Startups like ElevenLabs have invested millions in developing proprietary algorithms and AI software for voice cloning, which creates audio programs that replicate users' voices.
Now, researchers from the Massachusetts Institute of Technology (MIT), Tsinghua University in Beijing, and members of AI startup MyShell introduce OpenVoice—an open-source voice cloning solution that boasts nearly instantaneous results and offers granular controls not found in other platforms.
“Clone voices with unparalleled precision, adjusting tone, emotion, accent, rhythm, pauses, and intonation from just a small audio clip,” states MyShell in their recent post on X.
The company shared a link to their research paper detailing the development of OpenVoice, along with access points for users to try it: the MyShell web app (user account required) and HuggingFace (public access without an account).
In an email, lead researcher Zengyi Qin from MIT and MyShell emphasized the project's goal: "MyShell aims to benefit the research community. OpenVoice is just the beginning. In the future, we will provide grants, datasets, and computing power to support open-source research. Our core mission is ‘AI for All.’”

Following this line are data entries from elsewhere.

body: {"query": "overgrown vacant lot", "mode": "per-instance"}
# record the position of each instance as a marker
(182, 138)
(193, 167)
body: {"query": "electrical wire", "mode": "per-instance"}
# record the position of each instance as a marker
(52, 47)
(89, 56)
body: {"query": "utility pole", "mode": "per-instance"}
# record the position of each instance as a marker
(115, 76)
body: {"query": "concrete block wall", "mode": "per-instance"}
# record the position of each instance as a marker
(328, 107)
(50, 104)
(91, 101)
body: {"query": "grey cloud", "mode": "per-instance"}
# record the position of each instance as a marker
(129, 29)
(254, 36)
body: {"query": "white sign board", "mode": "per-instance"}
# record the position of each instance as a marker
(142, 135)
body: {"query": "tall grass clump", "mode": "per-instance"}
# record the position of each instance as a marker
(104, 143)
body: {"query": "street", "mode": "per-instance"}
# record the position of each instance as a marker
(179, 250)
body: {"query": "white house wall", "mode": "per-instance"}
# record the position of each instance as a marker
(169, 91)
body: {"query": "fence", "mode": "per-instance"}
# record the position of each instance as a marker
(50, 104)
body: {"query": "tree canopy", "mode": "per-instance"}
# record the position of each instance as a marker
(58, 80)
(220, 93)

Regarding the motivation behind OpenVoice, Qin explained: “Language, vision, and voice are three key modalities for future Artificial General Intelligence (AGI). While there are various open-source models for language and vision, a powerful, instant voice cloning model for customization was lacking, which is why we undertook this project.”
Using OpenVoice
In informal tests using HuggingFace, I quickly generated a convincing—if somewhat robotic—replica of my voice using random speech. Unlike other voice cloning applications, OpenVoice allowed me to speak freely without adhering to a specific script. In mere seconds, I had a voice clone that accurately read back my text prompt.
Additionally, I could adjust the "style" of the clone among different emotional presets, such as cheerful, sad, or angry, effectively changing the tone.

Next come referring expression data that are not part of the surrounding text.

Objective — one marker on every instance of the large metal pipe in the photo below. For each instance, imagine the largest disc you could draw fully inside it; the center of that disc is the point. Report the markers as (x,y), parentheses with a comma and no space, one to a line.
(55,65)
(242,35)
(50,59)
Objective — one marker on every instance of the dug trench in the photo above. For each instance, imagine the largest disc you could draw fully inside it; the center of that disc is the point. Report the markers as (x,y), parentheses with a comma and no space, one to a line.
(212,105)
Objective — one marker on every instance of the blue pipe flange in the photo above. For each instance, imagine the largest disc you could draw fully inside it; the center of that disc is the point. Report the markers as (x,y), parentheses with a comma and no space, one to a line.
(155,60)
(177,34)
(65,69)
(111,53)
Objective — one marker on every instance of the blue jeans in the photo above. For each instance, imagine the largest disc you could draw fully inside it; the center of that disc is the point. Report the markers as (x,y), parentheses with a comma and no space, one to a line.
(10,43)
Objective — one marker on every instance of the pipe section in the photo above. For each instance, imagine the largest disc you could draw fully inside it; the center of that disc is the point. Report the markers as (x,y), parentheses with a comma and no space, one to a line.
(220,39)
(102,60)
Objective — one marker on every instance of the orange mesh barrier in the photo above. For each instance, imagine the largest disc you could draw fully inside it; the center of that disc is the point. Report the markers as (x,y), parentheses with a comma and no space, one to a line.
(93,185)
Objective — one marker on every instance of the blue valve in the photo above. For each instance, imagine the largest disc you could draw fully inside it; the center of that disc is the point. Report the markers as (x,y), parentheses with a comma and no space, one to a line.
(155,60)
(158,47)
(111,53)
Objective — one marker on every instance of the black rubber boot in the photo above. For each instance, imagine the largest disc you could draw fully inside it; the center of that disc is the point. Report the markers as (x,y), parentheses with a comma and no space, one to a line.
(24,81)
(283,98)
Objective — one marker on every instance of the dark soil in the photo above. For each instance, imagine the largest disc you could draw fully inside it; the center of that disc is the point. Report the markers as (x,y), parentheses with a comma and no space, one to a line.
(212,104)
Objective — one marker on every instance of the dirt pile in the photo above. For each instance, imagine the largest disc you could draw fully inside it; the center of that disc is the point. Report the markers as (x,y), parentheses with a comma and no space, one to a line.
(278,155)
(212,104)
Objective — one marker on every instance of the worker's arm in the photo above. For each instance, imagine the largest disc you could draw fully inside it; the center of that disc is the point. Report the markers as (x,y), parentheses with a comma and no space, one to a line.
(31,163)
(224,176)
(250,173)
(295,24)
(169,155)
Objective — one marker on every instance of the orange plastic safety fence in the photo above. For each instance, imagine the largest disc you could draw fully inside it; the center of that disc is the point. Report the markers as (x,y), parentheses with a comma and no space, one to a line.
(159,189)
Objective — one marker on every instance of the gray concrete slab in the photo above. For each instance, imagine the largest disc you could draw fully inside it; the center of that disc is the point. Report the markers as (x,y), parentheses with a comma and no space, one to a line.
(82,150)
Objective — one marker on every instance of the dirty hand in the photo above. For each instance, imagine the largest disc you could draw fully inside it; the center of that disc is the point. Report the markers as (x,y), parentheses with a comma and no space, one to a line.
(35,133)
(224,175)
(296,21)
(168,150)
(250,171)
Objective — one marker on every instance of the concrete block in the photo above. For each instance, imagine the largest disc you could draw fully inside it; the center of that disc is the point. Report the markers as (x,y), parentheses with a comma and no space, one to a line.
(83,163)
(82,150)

Here’s a sample of my voice clone using OpenVoice set to a "friendly" tone.
How OpenVoice was Created
The creators of OpenVoice—Qin, Wenliang Zhao and Xumin Yu from Tsinghua University, and Xin Sun from MyShell—outlined their method in their research paper. OpenVoice consists of two key AI models: a text-to-speech (TTS) model and a tone converter.

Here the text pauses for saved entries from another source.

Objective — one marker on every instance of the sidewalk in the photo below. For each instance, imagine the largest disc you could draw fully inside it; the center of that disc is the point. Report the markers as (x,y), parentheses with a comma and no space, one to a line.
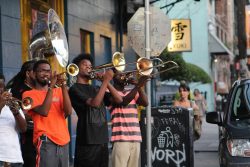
(206,148)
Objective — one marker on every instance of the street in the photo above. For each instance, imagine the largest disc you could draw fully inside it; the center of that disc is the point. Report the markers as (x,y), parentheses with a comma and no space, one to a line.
(205,148)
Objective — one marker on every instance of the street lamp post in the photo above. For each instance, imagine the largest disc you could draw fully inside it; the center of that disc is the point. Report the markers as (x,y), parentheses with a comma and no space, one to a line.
(148,86)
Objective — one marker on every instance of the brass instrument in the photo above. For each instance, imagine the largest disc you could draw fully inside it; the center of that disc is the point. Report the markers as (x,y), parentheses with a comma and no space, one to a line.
(51,41)
(15,103)
(118,62)
(145,67)
(72,69)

The TTS model manages style parameters and languages, trained on 30,000 sentences from two English speakers (with American and British accents), one Chinese speaker, and one Japanese speaker, each labeled with specific emotions. It learned nuances like intonation, rhythm, and pauses.
The tone converter was trained on over 300,000 audio samples from more than 20,000 speakers. Audio from spoken language is converted into phonemes—distinct sounds that differentiate words—and represented as vector embeddings.
By utilizing a "base speaker" for the TTS model, in combination with tone information from user input, these models can replicate the user’s voice and adapt its emotional expression. The diagram in the OpenVoice research illustrates how these models integrate.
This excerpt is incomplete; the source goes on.